MR. BRUCE answered the design gas capacity is 200 mmcf/d and the
design liquids capacity is 10,000 barrels/d. The treatment
facility design is for these capacities.
CHAIR FRENCH commented that this appears to be an enormous
investment to produce a modest amount of oil. He questioned how
much capacity can be added for oil production in the future.
MR. BRUCE responded that capacity can't be added to this
facility. He added that part of this project is to determine the
next step by better understanding how the resource reacts in a
cycling mode, the connectivity of the wells, and what it takes
to work in this remote environment.
CHAIR FRENCH asked if production and injection will take place
in the same or different locations.
2:45:57 PM
MR. BRUCE answered that they take place in different locations
in order to sweep the reservoir, and a producer well is paired
with an injector well.
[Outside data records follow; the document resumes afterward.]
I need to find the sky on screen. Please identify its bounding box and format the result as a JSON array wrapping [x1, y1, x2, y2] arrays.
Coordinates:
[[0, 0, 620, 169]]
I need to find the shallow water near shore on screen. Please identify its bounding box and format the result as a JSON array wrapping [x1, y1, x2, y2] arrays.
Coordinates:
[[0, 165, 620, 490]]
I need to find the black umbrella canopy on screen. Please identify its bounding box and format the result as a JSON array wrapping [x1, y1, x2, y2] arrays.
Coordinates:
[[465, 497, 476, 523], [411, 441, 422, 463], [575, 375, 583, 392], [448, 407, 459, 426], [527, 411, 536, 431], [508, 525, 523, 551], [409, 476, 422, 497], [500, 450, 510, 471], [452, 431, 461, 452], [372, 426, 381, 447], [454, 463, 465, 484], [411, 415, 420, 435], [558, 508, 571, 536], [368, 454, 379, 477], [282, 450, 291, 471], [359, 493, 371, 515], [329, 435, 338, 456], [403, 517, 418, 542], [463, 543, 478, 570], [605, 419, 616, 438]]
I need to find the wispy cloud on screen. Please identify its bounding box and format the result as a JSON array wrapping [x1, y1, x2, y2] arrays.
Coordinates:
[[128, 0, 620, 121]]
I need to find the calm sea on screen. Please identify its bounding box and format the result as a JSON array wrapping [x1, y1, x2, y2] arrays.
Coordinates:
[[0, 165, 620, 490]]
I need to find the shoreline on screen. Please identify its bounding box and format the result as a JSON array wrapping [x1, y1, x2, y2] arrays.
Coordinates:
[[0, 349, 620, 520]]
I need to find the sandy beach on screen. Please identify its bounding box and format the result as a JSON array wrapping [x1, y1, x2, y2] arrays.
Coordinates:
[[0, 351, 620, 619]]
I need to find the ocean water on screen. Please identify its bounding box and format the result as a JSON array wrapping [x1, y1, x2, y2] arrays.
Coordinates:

For example, if PTU-15 is an injector
then PTU-16 can be a producer. The settlement agreement requires
a third well by the winter season of 2016/2017. That will be the
west pad well.
He reviewed the timeline and recapped the status of the project.
The detailed engineering for the IPS facilities is about 40
percent complete and the engineering for the pipeline and gravel
infrastructure is essentially finished. The expectation is that
the final EIS will be published in July and the Corps will issue
the record of decision on September 21. Civil and pipeline
construction can begin thereafter phased over two seasons.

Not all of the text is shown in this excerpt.